Kaduna’s Incompetent Teachers | Tribune

THE recent revelation that 21,780 out of the 33,000 teachers in public schools in Kaduna State failed the Primary 4 examination administered on them by the state government was something of a humid humour. It portends a deep-seated rot. It was a shock find and the Kaduna State governor, Nasir el-Rufai, unveiled a planned recruitment to replace the teachers to a delegation of the World Bank in the state, stating that his government was shopping for 33,000 teachers in order to restore dignity and quality to education in the state.

According to the governor, the recruitment of teachers had been previously politicised to the detriment of the state’s large number of pupils who had been psychologically disadvantaged by being deliberately exposed to faulty training processes while they were arguably vulnerable and ignorant. Now, these pupils will have to unlearn all that may have been previously taught them by these incompetent teachers who must of course be presumed to have already substantially ruined them, but hopefully not beyond redemption. Ironically, when the Minister of Education, Malam Adamu Adamu, recently lamented the case of the whopping 75 million illiterates in the country during the International Literacy Day, his statistics could not have included either the incompetent teachers on the payroll of Kaduna State or their pupils who were erroneously presumed to be acquiring education. Interestingly, they and many others of their ilk must be included in the statistics on illiteracy in order to have a correct estimation.

But the revelation actually should serve as a wake-up call to other governors to pay closer attention to the quality of tuition being made available to the pupils attending their so-called public schools. While the environment of learning may be important, it is not to be more valued than the quality of tuition and teachers. We recall with indignation how teachers in Ekiti State rebuffed an erstwhile governor’s attempt to make them write promotion examinations. It baffled not a few Nigerians that teachers could be so scared of writing examinations. Sadly, there are a lot of people who are desperately in search of employment but cannot defend the certificates they are parading.

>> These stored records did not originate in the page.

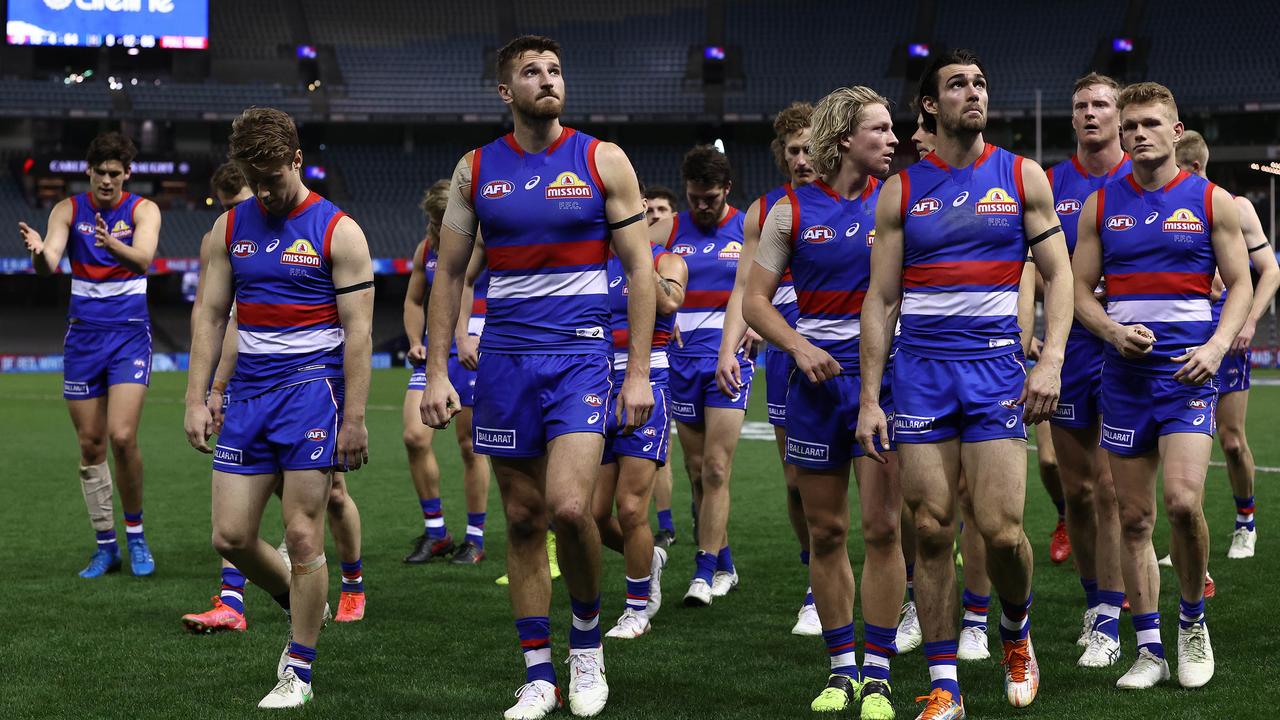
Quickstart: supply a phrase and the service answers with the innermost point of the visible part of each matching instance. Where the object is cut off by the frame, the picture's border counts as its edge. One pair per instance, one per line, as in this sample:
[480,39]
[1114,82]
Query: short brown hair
[511,51]
[112,146]
[1191,149]
[707,165]
[264,137]
[1144,94]
[228,180]
[792,119]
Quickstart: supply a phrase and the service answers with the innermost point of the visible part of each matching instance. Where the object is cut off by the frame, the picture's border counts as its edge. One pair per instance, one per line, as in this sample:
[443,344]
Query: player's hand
[469,351]
[31,238]
[1041,392]
[635,404]
[352,449]
[199,425]
[1201,364]
[1133,341]
[816,363]
[872,425]
[440,402]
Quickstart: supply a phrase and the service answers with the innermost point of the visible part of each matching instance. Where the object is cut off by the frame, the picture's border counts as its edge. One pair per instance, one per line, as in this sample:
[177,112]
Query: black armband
[621,224]
[1045,235]
[365,285]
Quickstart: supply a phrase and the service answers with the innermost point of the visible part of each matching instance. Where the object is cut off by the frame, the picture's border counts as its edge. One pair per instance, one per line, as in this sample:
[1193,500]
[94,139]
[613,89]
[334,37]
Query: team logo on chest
[996,203]
[567,186]
[301,253]
[1183,220]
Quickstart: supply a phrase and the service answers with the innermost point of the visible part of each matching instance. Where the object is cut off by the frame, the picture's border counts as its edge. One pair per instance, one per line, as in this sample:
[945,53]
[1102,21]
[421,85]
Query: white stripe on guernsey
[828,328]
[1193,310]
[969,304]
[689,322]
[288,343]
[585,282]
[85,288]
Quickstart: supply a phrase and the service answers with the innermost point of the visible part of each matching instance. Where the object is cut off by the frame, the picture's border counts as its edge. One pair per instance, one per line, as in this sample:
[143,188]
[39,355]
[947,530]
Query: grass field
[438,641]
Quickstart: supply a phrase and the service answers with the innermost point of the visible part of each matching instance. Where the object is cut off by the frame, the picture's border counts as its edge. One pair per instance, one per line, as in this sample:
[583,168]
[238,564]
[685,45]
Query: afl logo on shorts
[243,249]
[818,235]
[926,206]
[496,190]
[1120,223]
[1068,206]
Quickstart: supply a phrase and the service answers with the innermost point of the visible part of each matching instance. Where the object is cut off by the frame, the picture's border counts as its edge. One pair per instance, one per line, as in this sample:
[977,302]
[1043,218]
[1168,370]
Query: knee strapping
[96,486]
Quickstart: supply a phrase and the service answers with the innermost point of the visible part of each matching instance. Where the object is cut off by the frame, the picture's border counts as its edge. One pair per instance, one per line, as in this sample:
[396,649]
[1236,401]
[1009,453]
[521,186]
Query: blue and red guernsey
[662,324]
[1157,260]
[547,241]
[286,306]
[712,259]
[831,255]
[104,292]
[784,297]
[963,254]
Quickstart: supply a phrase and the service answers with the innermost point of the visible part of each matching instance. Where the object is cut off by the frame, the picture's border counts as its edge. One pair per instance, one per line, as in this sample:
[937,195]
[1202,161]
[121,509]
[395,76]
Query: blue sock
[1147,625]
[664,522]
[842,650]
[878,646]
[725,560]
[433,518]
[976,609]
[1015,621]
[233,589]
[301,659]
[133,525]
[705,566]
[1091,592]
[585,632]
[1191,613]
[941,657]
[535,641]
[352,577]
[475,529]
[1243,513]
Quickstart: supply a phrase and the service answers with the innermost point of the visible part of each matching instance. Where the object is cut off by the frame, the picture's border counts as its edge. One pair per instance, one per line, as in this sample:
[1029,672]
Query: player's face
[1148,132]
[1095,115]
[705,203]
[657,209]
[922,137]
[106,181]
[961,103]
[872,145]
[536,87]
[795,153]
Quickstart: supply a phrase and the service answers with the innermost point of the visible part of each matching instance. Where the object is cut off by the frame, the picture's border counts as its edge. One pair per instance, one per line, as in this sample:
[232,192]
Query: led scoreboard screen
[174,24]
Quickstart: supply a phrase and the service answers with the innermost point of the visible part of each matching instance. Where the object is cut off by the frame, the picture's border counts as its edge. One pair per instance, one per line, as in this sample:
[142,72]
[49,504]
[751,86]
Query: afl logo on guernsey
[1183,220]
[567,186]
[926,206]
[301,253]
[1120,223]
[817,235]
[494,190]
[996,203]
[243,249]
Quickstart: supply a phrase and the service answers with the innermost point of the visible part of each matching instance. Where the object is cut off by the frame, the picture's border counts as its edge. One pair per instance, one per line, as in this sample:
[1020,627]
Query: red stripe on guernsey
[1159,283]
[103,272]
[272,315]
[831,301]
[548,255]
[700,299]
[963,272]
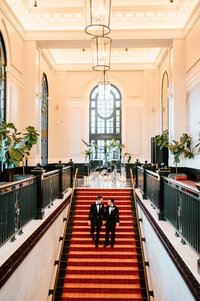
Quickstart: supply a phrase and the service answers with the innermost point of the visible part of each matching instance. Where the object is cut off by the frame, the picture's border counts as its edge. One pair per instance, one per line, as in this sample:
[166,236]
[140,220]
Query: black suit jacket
[113,218]
[93,215]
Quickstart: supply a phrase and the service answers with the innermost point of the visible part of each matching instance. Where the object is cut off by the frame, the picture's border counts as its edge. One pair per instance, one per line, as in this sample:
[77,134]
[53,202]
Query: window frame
[4,74]
[105,136]
[44,117]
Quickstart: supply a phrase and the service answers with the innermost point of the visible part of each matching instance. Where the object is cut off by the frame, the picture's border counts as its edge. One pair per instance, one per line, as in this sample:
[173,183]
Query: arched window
[105,122]
[3,64]
[44,121]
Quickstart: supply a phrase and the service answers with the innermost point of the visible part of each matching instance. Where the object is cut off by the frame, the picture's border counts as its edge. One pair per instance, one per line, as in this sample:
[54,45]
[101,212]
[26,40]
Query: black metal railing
[66,178]
[17,206]
[140,178]
[23,200]
[50,187]
[153,187]
[182,209]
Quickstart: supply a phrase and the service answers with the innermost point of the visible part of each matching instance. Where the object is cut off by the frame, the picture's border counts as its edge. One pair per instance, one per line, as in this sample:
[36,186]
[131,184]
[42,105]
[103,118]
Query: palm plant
[161,140]
[183,146]
[14,146]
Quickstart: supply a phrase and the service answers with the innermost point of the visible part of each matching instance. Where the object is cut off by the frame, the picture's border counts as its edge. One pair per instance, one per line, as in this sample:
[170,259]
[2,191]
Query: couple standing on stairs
[110,216]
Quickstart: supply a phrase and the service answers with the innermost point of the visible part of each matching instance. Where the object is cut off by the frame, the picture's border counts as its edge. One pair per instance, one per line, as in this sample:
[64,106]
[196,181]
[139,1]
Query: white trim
[193,76]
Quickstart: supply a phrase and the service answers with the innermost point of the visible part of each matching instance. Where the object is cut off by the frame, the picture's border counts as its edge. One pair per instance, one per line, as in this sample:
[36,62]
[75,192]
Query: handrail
[49,173]
[179,183]
[142,250]
[152,173]
[65,230]
[66,167]
[17,182]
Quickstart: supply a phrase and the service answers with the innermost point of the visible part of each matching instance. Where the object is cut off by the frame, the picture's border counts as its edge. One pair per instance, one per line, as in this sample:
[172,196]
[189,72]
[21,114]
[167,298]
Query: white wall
[167,283]
[139,111]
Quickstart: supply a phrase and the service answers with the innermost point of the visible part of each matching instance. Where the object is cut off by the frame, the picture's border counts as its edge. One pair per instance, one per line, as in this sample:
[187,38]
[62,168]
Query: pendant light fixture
[97,17]
[104,87]
[101,50]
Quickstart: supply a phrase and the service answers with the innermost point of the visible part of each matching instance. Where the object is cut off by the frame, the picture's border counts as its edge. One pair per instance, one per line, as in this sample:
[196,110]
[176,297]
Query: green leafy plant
[198,144]
[162,140]
[14,146]
[128,156]
[88,151]
[117,146]
[183,146]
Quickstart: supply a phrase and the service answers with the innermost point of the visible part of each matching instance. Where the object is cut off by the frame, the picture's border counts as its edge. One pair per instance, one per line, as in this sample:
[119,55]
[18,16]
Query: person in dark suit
[111,217]
[95,219]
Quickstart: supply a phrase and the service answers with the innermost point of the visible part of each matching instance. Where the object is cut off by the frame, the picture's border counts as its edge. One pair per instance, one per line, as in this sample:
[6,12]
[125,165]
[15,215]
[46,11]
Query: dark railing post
[60,166]
[38,171]
[72,171]
[145,166]
[137,163]
[162,173]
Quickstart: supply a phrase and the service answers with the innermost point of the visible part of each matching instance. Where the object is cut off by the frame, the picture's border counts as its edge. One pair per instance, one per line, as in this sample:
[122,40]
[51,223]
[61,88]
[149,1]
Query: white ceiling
[144,26]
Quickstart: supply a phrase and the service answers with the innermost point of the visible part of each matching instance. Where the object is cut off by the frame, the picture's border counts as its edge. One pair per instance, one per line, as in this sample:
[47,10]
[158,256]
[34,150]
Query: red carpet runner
[104,273]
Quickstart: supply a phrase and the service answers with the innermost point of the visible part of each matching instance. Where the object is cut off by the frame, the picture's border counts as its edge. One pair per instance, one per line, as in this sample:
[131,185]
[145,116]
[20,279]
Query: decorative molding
[14,78]
[9,267]
[193,76]
[10,15]
[183,269]
[53,17]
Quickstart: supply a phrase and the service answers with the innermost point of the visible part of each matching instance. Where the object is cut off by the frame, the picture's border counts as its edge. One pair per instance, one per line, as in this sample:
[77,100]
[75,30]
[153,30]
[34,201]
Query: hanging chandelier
[97,17]
[104,87]
[101,50]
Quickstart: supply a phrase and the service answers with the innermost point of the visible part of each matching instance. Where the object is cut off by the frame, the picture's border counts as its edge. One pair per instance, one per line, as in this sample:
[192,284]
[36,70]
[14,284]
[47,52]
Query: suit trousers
[96,224]
[110,227]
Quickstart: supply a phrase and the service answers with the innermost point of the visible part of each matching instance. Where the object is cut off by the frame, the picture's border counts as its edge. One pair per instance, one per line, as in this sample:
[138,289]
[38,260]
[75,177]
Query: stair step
[90,273]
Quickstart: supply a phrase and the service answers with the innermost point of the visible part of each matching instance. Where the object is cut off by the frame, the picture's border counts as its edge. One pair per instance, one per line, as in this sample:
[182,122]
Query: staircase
[89,273]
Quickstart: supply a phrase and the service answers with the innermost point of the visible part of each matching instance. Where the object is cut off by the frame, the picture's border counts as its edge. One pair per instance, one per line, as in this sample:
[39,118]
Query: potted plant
[183,146]
[128,156]
[161,140]
[14,146]
[88,151]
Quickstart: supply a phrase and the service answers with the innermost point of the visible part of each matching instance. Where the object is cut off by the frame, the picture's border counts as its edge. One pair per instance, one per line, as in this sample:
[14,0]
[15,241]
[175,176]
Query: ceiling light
[101,50]
[97,17]
[104,87]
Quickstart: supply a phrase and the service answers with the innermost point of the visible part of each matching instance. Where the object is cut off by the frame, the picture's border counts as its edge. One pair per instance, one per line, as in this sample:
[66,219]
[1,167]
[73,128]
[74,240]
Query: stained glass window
[2,80]
[105,122]
[44,121]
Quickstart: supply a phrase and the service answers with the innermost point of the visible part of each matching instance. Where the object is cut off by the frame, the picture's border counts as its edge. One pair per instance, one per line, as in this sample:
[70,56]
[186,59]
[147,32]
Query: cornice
[161,56]
[164,35]
[114,67]
[192,20]
[47,55]
[8,13]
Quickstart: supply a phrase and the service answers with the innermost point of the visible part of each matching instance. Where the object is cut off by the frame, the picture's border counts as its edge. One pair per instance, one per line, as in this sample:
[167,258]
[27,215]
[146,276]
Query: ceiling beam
[126,43]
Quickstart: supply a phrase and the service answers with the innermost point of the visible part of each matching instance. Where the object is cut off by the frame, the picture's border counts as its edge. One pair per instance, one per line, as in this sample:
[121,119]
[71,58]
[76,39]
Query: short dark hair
[112,200]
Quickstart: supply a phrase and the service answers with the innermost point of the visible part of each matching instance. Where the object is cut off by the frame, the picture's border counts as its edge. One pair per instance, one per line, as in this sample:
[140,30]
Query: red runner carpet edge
[95,274]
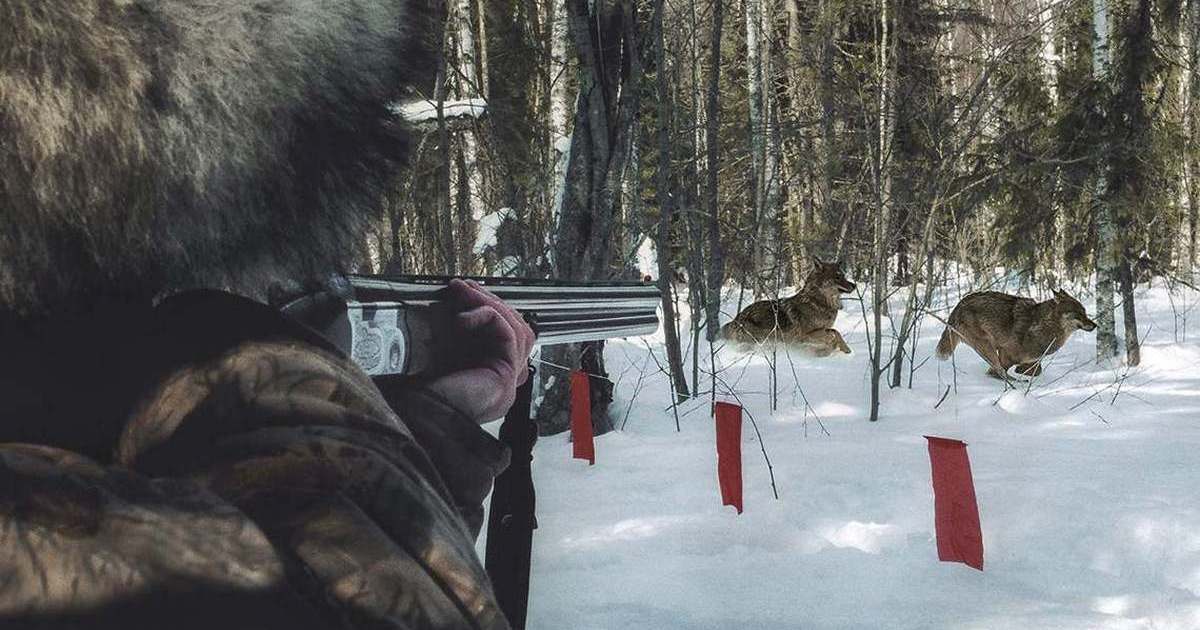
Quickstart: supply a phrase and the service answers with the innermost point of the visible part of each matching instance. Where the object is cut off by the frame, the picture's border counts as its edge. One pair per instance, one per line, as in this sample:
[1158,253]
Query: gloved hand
[481,352]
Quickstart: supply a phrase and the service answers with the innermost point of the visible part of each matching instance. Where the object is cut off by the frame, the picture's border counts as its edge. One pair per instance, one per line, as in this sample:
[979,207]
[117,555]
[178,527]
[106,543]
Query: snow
[1086,480]
[425,109]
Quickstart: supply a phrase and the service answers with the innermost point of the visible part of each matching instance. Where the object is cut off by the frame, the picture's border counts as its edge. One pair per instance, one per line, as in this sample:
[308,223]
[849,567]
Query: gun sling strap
[511,520]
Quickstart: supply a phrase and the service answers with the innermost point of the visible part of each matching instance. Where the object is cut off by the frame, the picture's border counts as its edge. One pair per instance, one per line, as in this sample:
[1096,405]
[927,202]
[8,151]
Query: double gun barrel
[385,322]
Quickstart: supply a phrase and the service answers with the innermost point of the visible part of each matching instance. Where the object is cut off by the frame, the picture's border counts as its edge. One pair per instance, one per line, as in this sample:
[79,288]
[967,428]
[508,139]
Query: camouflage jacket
[208,463]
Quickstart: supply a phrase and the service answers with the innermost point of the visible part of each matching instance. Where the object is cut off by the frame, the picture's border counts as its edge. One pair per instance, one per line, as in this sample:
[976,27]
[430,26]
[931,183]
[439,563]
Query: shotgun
[384,324]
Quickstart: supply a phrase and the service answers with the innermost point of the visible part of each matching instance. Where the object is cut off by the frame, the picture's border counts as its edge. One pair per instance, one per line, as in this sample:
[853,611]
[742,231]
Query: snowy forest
[727,150]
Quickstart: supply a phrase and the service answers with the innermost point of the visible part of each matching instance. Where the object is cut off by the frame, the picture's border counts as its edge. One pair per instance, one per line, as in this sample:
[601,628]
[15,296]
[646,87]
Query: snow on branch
[425,112]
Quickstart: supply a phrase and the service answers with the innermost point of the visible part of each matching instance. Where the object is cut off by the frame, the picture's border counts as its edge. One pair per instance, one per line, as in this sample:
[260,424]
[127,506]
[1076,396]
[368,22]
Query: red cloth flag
[582,443]
[729,453]
[955,511]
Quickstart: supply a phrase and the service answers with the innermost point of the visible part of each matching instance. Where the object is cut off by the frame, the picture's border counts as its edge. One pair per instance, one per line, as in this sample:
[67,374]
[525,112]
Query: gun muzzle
[384,323]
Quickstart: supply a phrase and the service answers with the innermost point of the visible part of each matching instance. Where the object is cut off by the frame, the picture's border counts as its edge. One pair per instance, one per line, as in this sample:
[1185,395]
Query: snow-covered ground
[1087,480]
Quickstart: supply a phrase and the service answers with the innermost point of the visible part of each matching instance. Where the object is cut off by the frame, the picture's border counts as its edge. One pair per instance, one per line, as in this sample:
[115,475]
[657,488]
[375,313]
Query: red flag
[582,443]
[729,453]
[955,511]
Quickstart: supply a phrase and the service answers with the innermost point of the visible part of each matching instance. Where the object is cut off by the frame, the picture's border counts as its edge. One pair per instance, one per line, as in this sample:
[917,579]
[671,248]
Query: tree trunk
[1133,346]
[670,323]
[471,177]
[1193,130]
[887,60]
[605,35]
[1105,227]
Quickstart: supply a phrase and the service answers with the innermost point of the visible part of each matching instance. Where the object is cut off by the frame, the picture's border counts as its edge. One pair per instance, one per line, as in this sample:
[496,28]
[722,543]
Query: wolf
[804,319]
[1008,330]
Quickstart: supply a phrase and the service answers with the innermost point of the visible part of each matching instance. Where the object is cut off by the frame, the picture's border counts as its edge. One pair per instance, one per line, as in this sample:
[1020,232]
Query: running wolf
[1008,330]
[804,319]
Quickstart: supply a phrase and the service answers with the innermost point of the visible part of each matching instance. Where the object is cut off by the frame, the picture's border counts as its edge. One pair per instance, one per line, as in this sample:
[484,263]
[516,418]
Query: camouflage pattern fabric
[258,480]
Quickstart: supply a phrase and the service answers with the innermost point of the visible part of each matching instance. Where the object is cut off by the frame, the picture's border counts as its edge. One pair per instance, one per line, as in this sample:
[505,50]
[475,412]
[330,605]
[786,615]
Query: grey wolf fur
[148,147]
[804,319]
[1008,330]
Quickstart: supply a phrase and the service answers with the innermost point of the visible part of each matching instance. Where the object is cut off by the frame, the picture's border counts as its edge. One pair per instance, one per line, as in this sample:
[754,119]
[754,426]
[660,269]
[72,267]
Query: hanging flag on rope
[729,453]
[582,443]
[955,511]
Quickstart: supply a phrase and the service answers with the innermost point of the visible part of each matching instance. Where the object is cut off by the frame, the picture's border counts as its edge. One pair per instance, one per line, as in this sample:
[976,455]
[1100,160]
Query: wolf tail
[947,343]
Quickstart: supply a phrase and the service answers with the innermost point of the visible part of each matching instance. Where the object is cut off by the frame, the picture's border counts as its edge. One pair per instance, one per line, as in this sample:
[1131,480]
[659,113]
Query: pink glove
[483,351]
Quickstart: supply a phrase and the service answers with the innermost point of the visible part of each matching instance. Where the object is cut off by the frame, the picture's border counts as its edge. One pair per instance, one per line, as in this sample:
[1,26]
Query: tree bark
[1105,226]
[887,60]
[605,35]
[665,251]
[715,262]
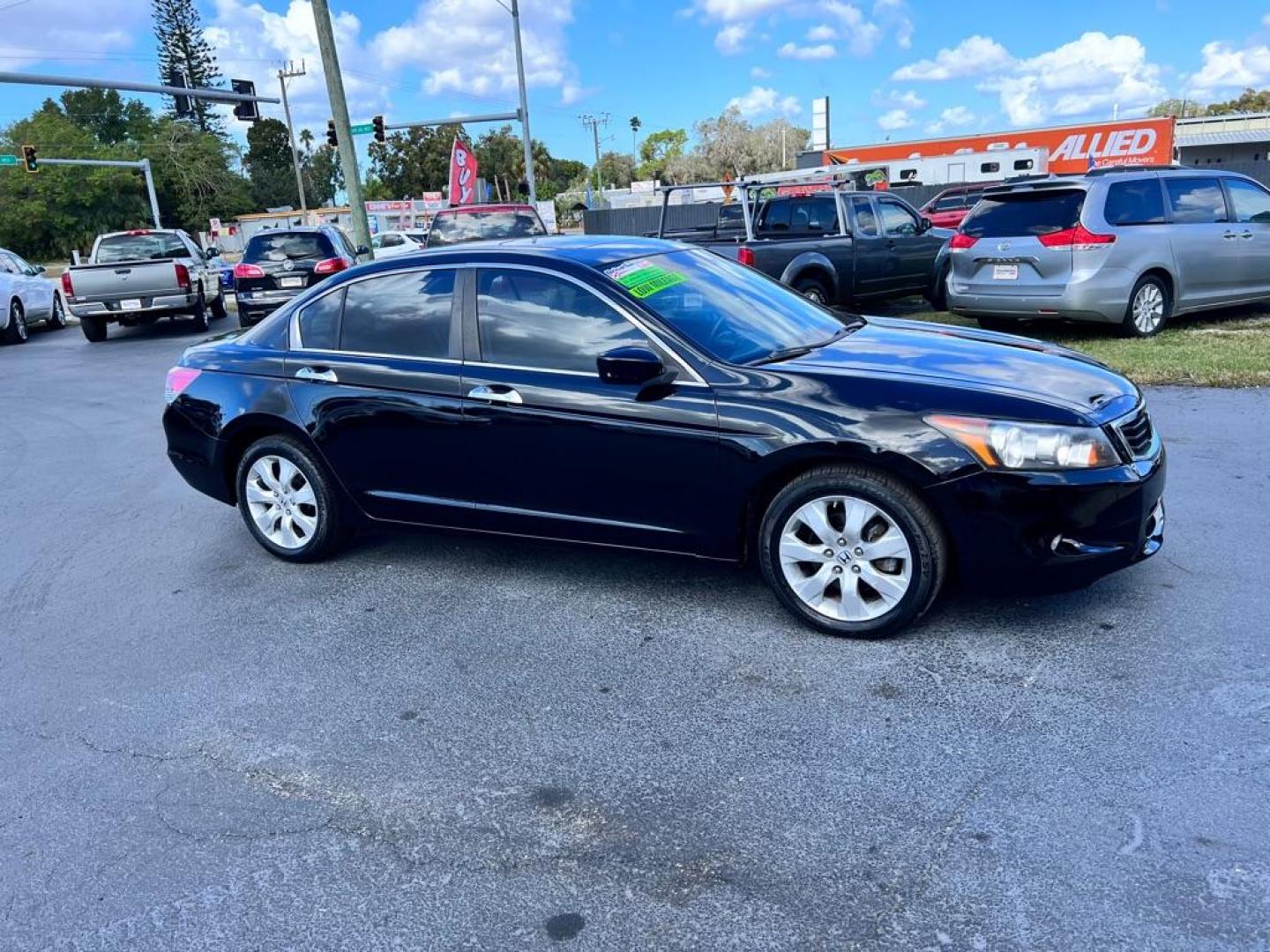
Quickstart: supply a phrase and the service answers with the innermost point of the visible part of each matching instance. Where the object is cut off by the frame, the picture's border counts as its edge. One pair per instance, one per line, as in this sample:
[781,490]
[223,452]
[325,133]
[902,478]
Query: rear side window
[319,323]
[1251,204]
[1195,201]
[1022,213]
[288,247]
[404,315]
[1134,204]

Apparently, the process of teacher training needs to be re-examined to fit the demands of modern times. It is also now very crucial to professionalise teaching, as this is the only way to ensure quality control, especially on the ethics side. Countries like Japan and Finland actually build their developmental potential on the quality of education that is available to their citizens. In such countries, it is virtually impossible to have an untrained person teaching at any level of the school system. Teachers are certificated at all levels. It has obviously become imperative for the states of this country to look in this direction if they desire an improvement in the education sector. It is also clear that if the Inspectorate divisions of the states’ Ministry of Education were alive and well, what happened in Kaduna State would have remained the figment of the imagination of a fiction writer.

The states have a lot to do to return dignity and quality to the teaching profession, not only for the sake of the teachers in public schools, but also for the progress of the society as a whole which is ultimately predicated on the quality of the succeeding generations and how well prepared they are for the future. It is tragic that the recruitment of teachers was politicised to the point of compromising the future of Kaduna children but there can still be some form of damage control on the part of a responsive and corrective administration, first by reversing the trend and secondly, by ensuring that a future relapse is impossible. Teachers who do not possess the required professional certificates should be weeded out of the system. And let no state pretend that the phenomenon of illiterate teachers is strictly a Kaduna affair.